Assistant Professor,
Green Center for Systems Biology - Lyda Hill Department of Bioinformatics
Department of Biophysics
Dr. Lin brings expertise in developing both first principles and data-driven modeling approaches to the problem of biosynthetic pathway design. More specifically, the Lin lab develops tools to develop and discover predictive rules for how protein sequence encodes structure and function. The Lin lab has established a track record of revealing molecular mechanisms of protein allostery and aggregation using theoretical approaches from statistical physics as well as atomistic molecular dynamics simulations. Recently, the Lin lab has developed a new approach to train artificial neural networks based on neuroscientific principles. These Essence Neural Networks (ENNs) form a cornerstone of our protein sequence design approach.
Associate Professor
Green Center for Systems Biology - Lyda Hill Department of Bioinformatics
Department of Biophysics
The Reynolds lab combines high-throughput functional assays with statistical sequence analysis to understand the constraints on protein activity, abundance, and sequence.
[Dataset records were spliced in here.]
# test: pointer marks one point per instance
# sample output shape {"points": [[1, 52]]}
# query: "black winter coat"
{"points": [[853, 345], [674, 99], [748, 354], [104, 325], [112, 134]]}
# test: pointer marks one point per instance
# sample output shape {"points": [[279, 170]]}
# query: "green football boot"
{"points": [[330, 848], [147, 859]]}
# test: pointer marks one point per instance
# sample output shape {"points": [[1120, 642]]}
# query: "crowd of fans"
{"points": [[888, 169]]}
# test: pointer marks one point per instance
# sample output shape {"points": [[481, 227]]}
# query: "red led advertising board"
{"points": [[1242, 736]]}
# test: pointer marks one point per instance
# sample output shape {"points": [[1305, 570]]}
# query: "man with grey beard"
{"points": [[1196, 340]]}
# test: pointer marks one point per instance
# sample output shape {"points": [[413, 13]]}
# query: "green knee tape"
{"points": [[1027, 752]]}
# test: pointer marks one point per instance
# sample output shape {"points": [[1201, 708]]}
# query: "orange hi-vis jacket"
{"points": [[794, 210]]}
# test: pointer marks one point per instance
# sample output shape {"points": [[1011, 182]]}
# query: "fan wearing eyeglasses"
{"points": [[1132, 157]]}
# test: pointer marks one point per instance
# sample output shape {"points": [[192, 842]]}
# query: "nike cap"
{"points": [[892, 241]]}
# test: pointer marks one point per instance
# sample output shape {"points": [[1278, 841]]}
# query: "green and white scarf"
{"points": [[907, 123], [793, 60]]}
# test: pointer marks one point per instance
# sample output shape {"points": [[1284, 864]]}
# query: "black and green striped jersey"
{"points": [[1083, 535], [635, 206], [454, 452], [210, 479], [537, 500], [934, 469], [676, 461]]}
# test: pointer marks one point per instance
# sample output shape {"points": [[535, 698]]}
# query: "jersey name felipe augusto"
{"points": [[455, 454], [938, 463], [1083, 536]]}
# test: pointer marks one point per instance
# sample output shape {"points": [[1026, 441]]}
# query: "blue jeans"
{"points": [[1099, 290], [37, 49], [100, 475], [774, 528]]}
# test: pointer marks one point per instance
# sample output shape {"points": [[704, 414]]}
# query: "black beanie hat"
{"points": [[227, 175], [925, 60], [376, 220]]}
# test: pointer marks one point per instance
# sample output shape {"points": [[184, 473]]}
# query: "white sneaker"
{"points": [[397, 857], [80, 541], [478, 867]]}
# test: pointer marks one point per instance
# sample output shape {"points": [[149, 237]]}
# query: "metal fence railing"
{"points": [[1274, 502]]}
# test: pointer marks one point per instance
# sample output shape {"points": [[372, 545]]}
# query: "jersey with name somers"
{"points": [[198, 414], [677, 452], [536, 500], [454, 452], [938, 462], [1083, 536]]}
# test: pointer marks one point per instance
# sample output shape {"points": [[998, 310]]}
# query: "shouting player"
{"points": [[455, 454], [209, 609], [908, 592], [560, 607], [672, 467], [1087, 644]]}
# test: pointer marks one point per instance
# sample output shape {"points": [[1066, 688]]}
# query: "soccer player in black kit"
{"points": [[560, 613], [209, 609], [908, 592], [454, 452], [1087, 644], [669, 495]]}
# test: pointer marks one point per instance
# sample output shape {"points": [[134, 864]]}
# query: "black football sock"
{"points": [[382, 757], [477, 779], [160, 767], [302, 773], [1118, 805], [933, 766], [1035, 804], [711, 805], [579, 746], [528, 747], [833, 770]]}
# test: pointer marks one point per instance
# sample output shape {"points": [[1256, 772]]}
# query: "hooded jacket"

Her laboratory has used deep mutational scanning to quantify how cellular context alters the mutational sensitivity of a model metabolic enzyme and created new CRISPR-based tools for mapping the relationship between enzyme expression and growth rate, and used evolutionary principles to engineer new kinase regulation that rewires cell signaling in yeast. Dr. Reynolds innovative, interdisciplinary work was recognized by a Data-Driven Discovery Investigator Award (one of 14 nation-wide from the Gordon and Betty Moore Foundation), a Scialog Fellow Award from the Research Corporation for Scientific Advancement, an NSF CAREER award, and a Young Faculty Award from the Biopolymers-in-Vivo subgroup of the Biophysical Society.
UTSW Distinguished Fellow
Green Center for Systems Biology - Lyda Hill Department of Bioinformatics
Dr. Saunders is a molecular microbiologist whose laboratory investigates the fundamental biology of diverse bacteria with high throughput, high efficiency genetic tools. In his prior work, Dr. Saunders used approaches from electrochemistry and physical chemistry to study a set of special redox metabolites, phenazines, which enable a metabolic survival strategy in the opportunistic Pseudomonas aeruginosa. His laboratory is developing new tools for high efficiency kilobase scale bacterial genome editing, and applying these methodologies to questions in bacterial metabolism, antibiotic resistance, extracellular transport, and genome functional annotation.